In recent years, although the technology of FTP search engines has developed rapidly, compared with WWW search engines, the number of FTP search engines is small and the technology is immature, and there are still many places to be improved: (1) The number of FTP search engines is still relatively small, and the scale and quality of search engines still depend on the amount of information they maintain. According to statistics, there are hundreds of millions of file entries provided by anonymous FTP services in the world. Even in the largest Philes.com, according to the statistics of Chen Hua and Li Xiaoming in July 2002, there are only 209,698,206 copies. (2) The retrieval function is not perfect. Search function is the most important part of search engine. Many search engines can't support simple Boolean retrieval such as "AND" and "OR", which leads to the files in the database can't be retrieved. (3) The characteristics of the FTP server itself determine the weakness of the FTP search engine, that is, because the FTP server has opening hours, some limit the IP address, some limit the number of users who log in, and different servers set different connection port numbers, some search results cannot be accessed, which greatly reduces the satisfaction of users.

2.2 Development trend. As mentioned above, FTP file search engine technology is not very mature, but it is developing very rapidly, and its development trend is mainly manifested in the following aspects: (1) the retrieval function is increasingly rich. Skynet FTP file search engine can now achieve advanced search based on file size, file upload date and network segment (such as North China Network and East China Network) and limit search results. AlltheWeb.com has added retrieval methods (regular expression retrieval, accurate retrieval, browsing, case sensitivity, etc.). ), and restricted the host (edu or gov or com, etc.). ), file type, file size, date and other functions. (2) Personalization of retrieval service. Now ftp search engine researchers have begun to pay attention to this aspect. Skynet FTP search engine has many options that can be personalized: it can set the sorting method of users' different preferences, it can set the priority of foreign files or domestic files, whether foreign files should be given priority to foreign users, whether files on FTP or WWW should be given priority, and whether to choose Chinese or English. AlltheWeb.com can complete more personalized settings, such as selecting the host to provide the results, setting the language, setting the file size of the search, whether to display the search keywords in brightness, setting the user language, and keyboard shortcuts.

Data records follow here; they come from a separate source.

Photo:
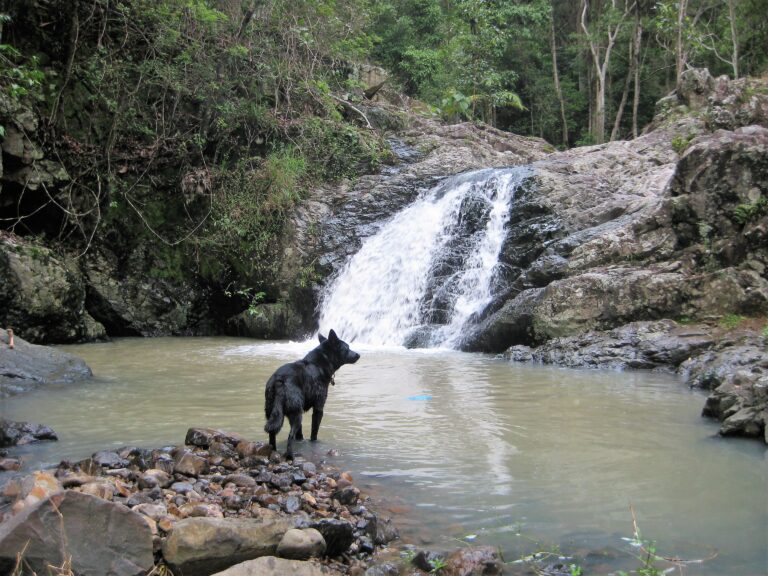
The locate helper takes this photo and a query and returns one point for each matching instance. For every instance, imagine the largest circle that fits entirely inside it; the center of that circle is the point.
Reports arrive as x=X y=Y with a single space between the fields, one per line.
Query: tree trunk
x=734 y=38
x=680 y=56
x=601 y=68
x=624 y=94
x=636 y=97
x=556 y=76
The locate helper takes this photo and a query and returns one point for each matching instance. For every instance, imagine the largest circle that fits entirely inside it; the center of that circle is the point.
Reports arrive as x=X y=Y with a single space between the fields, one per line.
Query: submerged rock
x=20 y=433
x=271 y=566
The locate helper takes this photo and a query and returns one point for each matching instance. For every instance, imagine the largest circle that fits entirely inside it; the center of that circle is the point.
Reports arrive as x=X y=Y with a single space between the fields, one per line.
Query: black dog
x=296 y=387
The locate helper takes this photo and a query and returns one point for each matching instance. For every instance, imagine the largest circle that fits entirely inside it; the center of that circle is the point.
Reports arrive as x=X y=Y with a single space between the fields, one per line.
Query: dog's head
x=337 y=350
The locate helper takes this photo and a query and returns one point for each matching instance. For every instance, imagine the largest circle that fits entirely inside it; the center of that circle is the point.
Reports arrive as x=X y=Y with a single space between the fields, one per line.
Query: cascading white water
x=434 y=259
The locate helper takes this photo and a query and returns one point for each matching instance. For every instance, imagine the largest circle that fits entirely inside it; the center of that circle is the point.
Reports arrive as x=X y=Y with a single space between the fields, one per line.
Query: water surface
x=457 y=445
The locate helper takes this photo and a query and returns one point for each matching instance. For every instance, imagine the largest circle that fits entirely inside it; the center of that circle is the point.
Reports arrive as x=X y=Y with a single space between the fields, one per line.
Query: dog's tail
x=274 y=407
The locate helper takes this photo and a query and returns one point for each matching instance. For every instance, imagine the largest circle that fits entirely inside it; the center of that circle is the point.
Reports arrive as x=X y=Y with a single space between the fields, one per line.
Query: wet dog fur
x=296 y=387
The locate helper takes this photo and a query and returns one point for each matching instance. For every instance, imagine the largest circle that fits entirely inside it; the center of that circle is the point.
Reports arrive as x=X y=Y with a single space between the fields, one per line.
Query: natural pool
x=455 y=444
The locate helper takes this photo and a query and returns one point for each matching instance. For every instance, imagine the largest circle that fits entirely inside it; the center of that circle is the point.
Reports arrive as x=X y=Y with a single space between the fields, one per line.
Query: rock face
x=331 y=225
x=128 y=302
x=43 y=296
x=27 y=366
x=202 y=546
x=97 y=536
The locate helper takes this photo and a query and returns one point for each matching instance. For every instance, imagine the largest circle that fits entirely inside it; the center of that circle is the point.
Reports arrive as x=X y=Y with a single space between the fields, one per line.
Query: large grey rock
x=301 y=544
x=27 y=366
x=271 y=566
x=202 y=546
x=20 y=433
x=99 y=537
x=655 y=344
x=267 y=321
x=43 y=294
x=130 y=302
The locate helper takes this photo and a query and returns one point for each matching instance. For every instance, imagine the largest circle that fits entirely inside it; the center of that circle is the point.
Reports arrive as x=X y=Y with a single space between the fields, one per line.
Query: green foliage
x=680 y=143
x=745 y=213
x=437 y=564
x=335 y=150
x=20 y=76
x=252 y=297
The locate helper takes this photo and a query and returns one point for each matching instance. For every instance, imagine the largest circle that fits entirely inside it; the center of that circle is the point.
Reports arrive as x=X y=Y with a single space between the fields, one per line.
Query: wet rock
x=190 y=464
x=347 y=495
x=154 y=477
x=111 y=539
x=42 y=299
x=200 y=510
x=266 y=321
x=338 y=535
x=202 y=546
x=479 y=561
x=386 y=569
x=154 y=511
x=129 y=302
x=735 y=370
x=108 y=459
x=9 y=464
x=271 y=566
x=28 y=366
x=662 y=343
x=99 y=489
x=204 y=437
x=385 y=530
x=291 y=504
x=246 y=448
x=20 y=433
x=426 y=560
x=301 y=544
x=241 y=480
x=35 y=488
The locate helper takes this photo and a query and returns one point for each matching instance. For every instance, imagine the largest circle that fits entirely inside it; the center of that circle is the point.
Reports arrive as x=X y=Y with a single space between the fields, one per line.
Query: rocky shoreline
x=214 y=502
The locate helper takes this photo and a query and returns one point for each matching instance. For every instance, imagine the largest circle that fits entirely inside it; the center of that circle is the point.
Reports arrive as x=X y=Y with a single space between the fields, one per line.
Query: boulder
x=271 y=566
x=202 y=546
x=43 y=295
x=301 y=544
x=337 y=533
x=476 y=561
x=20 y=433
x=648 y=344
x=99 y=537
x=28 y=366
x=267 y=321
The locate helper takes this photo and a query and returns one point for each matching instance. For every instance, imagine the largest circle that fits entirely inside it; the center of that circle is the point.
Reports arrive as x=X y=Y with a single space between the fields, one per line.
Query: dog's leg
x=295 y=420
x=299 y=433
x=317 y=416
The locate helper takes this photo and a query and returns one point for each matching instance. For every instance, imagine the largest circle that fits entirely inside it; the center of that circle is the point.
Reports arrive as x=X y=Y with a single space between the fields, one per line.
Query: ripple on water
x=496 y=449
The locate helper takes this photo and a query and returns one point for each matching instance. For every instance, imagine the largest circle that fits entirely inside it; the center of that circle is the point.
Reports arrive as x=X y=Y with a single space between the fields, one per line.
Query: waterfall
x=430 y=270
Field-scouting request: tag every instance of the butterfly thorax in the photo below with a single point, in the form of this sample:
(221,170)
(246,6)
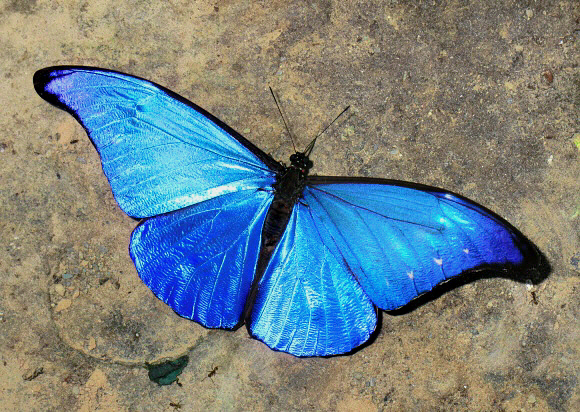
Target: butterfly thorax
(290,183)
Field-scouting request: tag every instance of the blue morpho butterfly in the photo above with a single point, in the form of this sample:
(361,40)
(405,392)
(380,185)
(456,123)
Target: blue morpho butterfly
(231,236)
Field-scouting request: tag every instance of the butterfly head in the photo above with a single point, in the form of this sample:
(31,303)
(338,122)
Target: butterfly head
(301,162)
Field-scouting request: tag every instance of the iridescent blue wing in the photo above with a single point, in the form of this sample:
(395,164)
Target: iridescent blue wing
(201,259)
(401,239)
(352,243)
(308,301)
(159,151)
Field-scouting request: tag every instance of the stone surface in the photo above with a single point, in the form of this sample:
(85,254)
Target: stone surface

3. The present situation and development trend of retrieval technology based on network retrieval tools.

3. 1 With the expansion and development of online information resources, a search engine, no matter how perfect, can't meet all the retrieval needs of a person. In the case of literature investigation, special inquiry, news investigation and traceability, software and MP3 download address search, people need to use a variety of search engines to compare, screen and verify each other. In order to solve the tedious operations such as logging into each search engine one by one and inputting the same search request (search string) in each search engine many times, search tools based on network search tools came into being.

At present, there are only two retrieval tools: integrated search engine and meta-search engine. The so-called integrated search engine is a network search tool that links several independent search engines on a search interface. When searching, you can specify a search engine or require multiple engines to search at the same time, and the search results are submitted by each search engine on different pages. In fact, it is a collection of search engines formed by using website link technology. The manufacturing and maintenance technology of integrated search engine is simple, and linked search engines can be added, deleted, adjusted and updated at any time, especially for large-scale majors (such as FLASH and MP3). ) search engines are very popular among specific user groups. For example, in China, Skynet and Baidu Search Overlord, in foreign countries, there are "SouFun" (/) and "Internet Swiss Army Knife" (,Yahoo! , Infoseek, Lycos and other commonly used search engines, some large search engines such as NorthernLight and HotBot are excluded, which artificially limits the use of search resources; (5) In terms of retrieval results, meta-search engines can only return dozens of results with high "relevance", and a large number of retrieval results of source search engines with potential value are ignored, which affects the comprehensiveness of retrieval results.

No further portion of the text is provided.